Editorial

As universally known, acute cholecystitis is a frequent complication of cholelithiasis. It is a very common problem and general surgeons have to face it daily. The absolute heterogeneity of patients, co-morbidities and environment in which this disease presents, make the diagnosis, and the subsequent therapeutic procedures, very difficult to standardize. The full complement of the signs and symptoms historically described as the "Charcot's triad" [1] or the "Reynolds' pentad" [2] are infrequent and, as such, do not really assist the clinician with planning management strategies. Few different consensus conference and severity score grading systems have been published from expert panels in recent years with consequent comments and criticisms [314]. Recently an International Consensus meeting held in Tokyo established evidence-based criteria for the diagnosis, severity assessment and treatment of acute cholecystitis (Tokyo guidelines). The Tokyo guidelines is a fine methodologically and scientifically correct study which defines the diagnostic and therapeutic approach to the acute biliary infections. Although many different diagnostic and treatment methodologies have been developed in recent years, none of them have been assessed scientifically to become a standard method in the management of acute biliary infections and, more specifically, acute cholecystitis. The Tokyo extraordinary expert panel, by a meticulous review of English-language literature, demonstrated that a structured diagnostic and severity scoring system for acute biliary infections is not available, and consequently tried to overcome this scientific gap.

The Tokyo guidelines offer a systematic overview and revision of the pathophysiological, clinic and diagnostic approach to the biliary infections. Based on this exhaustive overview these guidelines give also specific therapeutic indications about operative and conservative management.

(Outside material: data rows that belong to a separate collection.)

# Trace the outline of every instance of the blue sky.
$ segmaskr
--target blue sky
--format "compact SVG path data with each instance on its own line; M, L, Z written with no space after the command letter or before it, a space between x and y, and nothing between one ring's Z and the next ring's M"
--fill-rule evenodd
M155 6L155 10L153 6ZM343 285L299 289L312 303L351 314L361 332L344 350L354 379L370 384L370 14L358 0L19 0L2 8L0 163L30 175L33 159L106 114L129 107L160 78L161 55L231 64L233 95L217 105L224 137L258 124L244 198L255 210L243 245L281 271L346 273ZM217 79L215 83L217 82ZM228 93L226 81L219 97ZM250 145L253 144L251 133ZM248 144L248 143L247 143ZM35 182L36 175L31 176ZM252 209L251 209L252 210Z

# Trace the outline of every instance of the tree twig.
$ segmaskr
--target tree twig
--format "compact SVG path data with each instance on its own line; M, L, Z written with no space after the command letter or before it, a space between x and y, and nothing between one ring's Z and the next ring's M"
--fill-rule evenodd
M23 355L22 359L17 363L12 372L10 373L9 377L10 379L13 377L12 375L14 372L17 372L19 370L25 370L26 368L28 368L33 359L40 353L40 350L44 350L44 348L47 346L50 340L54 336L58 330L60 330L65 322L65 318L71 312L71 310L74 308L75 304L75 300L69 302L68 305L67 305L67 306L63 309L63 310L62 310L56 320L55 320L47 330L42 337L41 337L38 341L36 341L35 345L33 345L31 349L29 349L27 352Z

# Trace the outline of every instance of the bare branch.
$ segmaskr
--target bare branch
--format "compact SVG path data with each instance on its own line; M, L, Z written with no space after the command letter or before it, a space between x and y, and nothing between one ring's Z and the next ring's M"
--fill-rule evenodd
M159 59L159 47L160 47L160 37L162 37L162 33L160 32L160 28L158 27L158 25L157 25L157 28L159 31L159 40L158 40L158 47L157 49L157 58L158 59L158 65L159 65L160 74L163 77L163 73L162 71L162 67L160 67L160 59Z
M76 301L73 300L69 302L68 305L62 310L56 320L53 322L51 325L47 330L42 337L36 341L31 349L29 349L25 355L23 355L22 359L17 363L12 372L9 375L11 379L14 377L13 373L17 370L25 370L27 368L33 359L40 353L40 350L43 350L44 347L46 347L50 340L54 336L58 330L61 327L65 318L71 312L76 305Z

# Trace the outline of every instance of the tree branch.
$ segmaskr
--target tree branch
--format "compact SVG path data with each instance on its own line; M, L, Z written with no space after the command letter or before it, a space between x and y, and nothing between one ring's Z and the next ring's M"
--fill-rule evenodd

The diagnosis is the starting point of the treatment of any kind of pathology and of acute cholecystitis as well. Prompt and timely diagnosis should allow early treatment and lower morbidity and mortality. The Tokyo guidelines proposed a staging system based upon the evaluation of local signs of inflammation (Murphy's sign and RUQ mass/pain/tenderness), systemic signs (fever, elevated CRP with values of 3 mg/dl or more and abnormal WBC count) and imaging findings characteristic of acute cholecystitis. Similar diagnostic criteria are reported from other recent studies [4, 14].

As far as diagnosis and treatment of acute cholecystitis is concerned, the peculiarity of the Tokyo guidelines is the division of the disease in mild, moderate and severe [6, 7]. No previous study examined the optimal treatment of acute cholecystitis on the basis of an organ-related severity score index. In the Tokyo consensus meeting the need for surgical treatment according to the grade of severity was suggested and discussed [7]. Subsequent studies analyzed the impact of the Tokyo guidelines on the management of patients with acute cholecystitis, stressing the attention on their impact on surgical outcomes. Even if the expert panel of that consensus made an extraordinary scientific work, no benefits have been demonstrated by applying those guidelines, except a decrease of mean length of hospital stay [8].

Acute cholecystitis could present with a picture ranging from mild, self limiting, to a potentially life threatening illness [6]. However the severity of inflammation and its life threatening potential is also strongly determined by the general condition of the patient, and the surgical treatment is often dictated more by the general conditions of the patient than by the grade of inflammation/infection of the gallbladder.

Actually no randomized controlled trials have examined the optimal surgical treatment for acute cholecystitis according to its severity grade and the panel at the Tokyo consensus meeting included patients with organ/systemic dysfunctions in the "grade III" of the guidelines, with the suggestion that these patients should receive delayed cholecystectomy after urgent drainage. Early gallbladder drainage is suggested also in grade II patients, with local severe inflammation, however a later systematic review of 53 papers about cholecystostomy as an option in acute cholecystitis found no evidence to support the recommendation of percutaneous drainage rather than straight early emergency cholecystectomy even in critically ill patients, and stated that it is not possible to make decisive recommendations about it. From their data, actually, cholecystectomy seems to be a better option than early drainage, for treating acute cholecystitis in the elderly and/or critically ill population [15].

Borzellino et al., in a recent review of prospective and retrospective series did not show an increase in local postoperative complications in laparoscopically treated severe (gangrenous and empyematous) acute cholecystitis but did not address the issue of timing of intervention in this subset of patients [16]. Once established the need for surgery, an accurate evaluation of the general condition of the patients should allow to exclude the surgical option in patients at high risk to not overcome the operation. For this subgroup of patients different options should be evaluated (e.g. percutaneous cholecystostomy) [1720]. Patients whom general conditions allow to safely face surgery, acute cholecystitis should be operated by laparoscopy early after the beginning of symptoms [4, 2123]. In our opinion further investigations and studies should be undertaken in order to identify a more practical patient-related operative guidelines to treat acute cholecystitis and the issue of a scoring system that can be related to the clinical and therapeutic decision making is largely unresolved.